Army Long Service and Good Conduct Medal, George V 1911-1920 issue. Miniature circular silver medal with swivel scroll suspension; the face with the head and shoulders of King George VI in field marshal’s uniform facing left, circumscribed ‘GEORGIUS V BRITT: OMN: REX ET IND: IMP:’ (George V King of Great Britain and Emperor of India); the reverse inscribed ‘FOR / LONG SERVICE / AND / GOOD CONDUCT’ above an arabesque; diameter 17.71mm (0.69 inch); on post-1917 ribbon.
The Medal was instituted in 1830 and has undergone various changes in design and award criteria since that date. At the time this example was awarded, the requirement was 18 years’ exemplary service.

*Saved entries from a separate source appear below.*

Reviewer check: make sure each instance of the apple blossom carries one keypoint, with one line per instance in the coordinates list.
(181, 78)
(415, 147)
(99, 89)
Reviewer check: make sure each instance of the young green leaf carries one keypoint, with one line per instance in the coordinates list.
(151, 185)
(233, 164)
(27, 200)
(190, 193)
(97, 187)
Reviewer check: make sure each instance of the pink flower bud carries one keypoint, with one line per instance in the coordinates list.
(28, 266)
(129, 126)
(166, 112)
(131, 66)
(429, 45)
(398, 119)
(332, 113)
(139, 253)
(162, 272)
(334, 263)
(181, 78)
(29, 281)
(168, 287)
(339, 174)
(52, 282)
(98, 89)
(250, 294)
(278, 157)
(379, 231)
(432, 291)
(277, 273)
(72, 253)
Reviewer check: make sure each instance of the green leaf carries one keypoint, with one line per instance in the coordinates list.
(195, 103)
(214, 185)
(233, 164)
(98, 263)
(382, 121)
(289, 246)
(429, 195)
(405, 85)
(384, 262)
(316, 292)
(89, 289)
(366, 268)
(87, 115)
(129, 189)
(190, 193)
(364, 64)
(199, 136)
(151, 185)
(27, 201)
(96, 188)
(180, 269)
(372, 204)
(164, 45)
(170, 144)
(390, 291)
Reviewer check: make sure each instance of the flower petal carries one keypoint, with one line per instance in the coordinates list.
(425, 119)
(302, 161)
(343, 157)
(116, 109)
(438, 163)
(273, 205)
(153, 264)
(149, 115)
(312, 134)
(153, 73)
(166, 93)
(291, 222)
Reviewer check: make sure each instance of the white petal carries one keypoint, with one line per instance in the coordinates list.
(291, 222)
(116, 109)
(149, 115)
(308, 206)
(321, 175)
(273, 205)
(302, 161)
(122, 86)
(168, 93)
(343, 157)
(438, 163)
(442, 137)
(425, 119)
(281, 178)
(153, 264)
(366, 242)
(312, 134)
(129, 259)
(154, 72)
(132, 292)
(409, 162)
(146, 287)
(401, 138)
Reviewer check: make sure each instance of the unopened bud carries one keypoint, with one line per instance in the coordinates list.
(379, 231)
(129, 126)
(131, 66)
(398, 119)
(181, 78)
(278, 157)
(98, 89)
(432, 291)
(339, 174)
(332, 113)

Army Meritorious Service Medal, George V 1916-1926 issue. Miniature circular silver medal with swivel scroll suspension; the face with the head and shoulders of King George V in field marshal’s uniform facing left, circumscribed ‘GEORGIUS V BRITT: OMN: REX ET IND: IMP:’ (George V King of Great Britain and Emperor of India); the reverse inscribed ‘FOR MERITORIOUS SERVICE’ above an arabesque, within a laurel wreath, a Tudor crown above; diameter 17.78mm (0.7 inch); on post-August 1917 ribbon.
The Medal was instituted on 19 December 1845 to reward distinguished and meritorious service by non-commissioned officers of the rank of sergeant and above. From October 1916, immediate awards for valuable and meritorious were made and from January 1917 it was also awarded for acts of gallantry other than in the face of the enemy. The George V version had a swivel suspension until 1926. The number issued has always been limited.
The Group is bar-mounted on original ribbons with pin for wear.